Насколько эффективны такие меры, пока не очень ясно. Дело в том, что у каждого вируса свои особенности относительно защиты, которую дает иммунная система.
В последнее время надежды на выработку стойкого иммунитета ослабли. Ученые установили, что количество антител, которое остается в организме выздоровевшего человека, через некоторое время сокращается. А ведь именно эти специальные антитела помогают иммунной системе уже на ранней стадии справиться с инфекцией от известного патогена. Предполагается, что если антитела отсутствуют, организм не готов бороться с коронавирусом в случае повторного проникновения — а значит, новой инфекции не избежать.

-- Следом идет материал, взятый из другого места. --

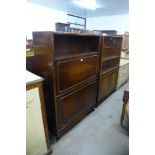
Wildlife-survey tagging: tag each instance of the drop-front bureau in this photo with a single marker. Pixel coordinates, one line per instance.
(69, 64)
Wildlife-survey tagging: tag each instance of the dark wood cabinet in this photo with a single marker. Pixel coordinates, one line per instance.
(69, 63)
(109, 63)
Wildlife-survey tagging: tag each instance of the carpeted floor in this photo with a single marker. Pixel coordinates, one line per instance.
(99, 133)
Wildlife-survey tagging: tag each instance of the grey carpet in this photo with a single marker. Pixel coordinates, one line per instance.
(99, 133)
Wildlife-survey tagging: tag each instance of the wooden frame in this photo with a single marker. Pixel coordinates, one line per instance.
(79, 18)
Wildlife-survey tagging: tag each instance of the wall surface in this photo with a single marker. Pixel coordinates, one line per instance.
(39, 18)
(115, 22)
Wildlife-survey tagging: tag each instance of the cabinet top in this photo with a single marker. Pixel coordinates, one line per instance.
(32, 78)
(69, 33)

Но что означает этот вердикт для людей, перенесших инфекцию? Ответа на этот вопрос пока нет. Возможно, выздоровевшие сохраняют свою защиту лишь ненадолго. Но возможен и другой вариант. Исчезновение антител не обязательно влечет за собой исчезновение защиты от вируса. Ведь антитела — это лишь один элемент в борьбе с патогеном. Решающую роль играют и так называемые Т-клетки (Nature: Braun et al., 2020). Они «запоминают» вирус и в случае новой инфекции гарантируют, что иммунная система быстро выработает подходящие антитела. Однако измерить эффективность этого защитного механизма гораздо сложнее, чем определить антитела в крови выздоровевших пациентов. Поэтому необходимо дождаться результатов исследований, чтобы иметь больше данных. То же самое касается, к слову, и вакцины — оценить эффективность наиболее перспективных вариантов можно будет лишь через несколько месяцев и только после первых тестов на большом количестве людей одновременно.
Какую роль в распространении вируса играют дети?
Дети играют важную роль в развитии многих респираторных заболеваний. Например, они считаются главными распространителями вируса при эпидемиях гриппа. Поэтому сначала многие думали, что и коронавирус сильнее всего ударит по детям. Сегодня ясно, что ситуация с детьми выглядит иначе, чем ожидалось поначалу. Дети, за некоторыми исключениями, не имеют никаких симптомов или только легкие симптомы при заражении (Pediatrics: Cruz & Zeichner, 2020).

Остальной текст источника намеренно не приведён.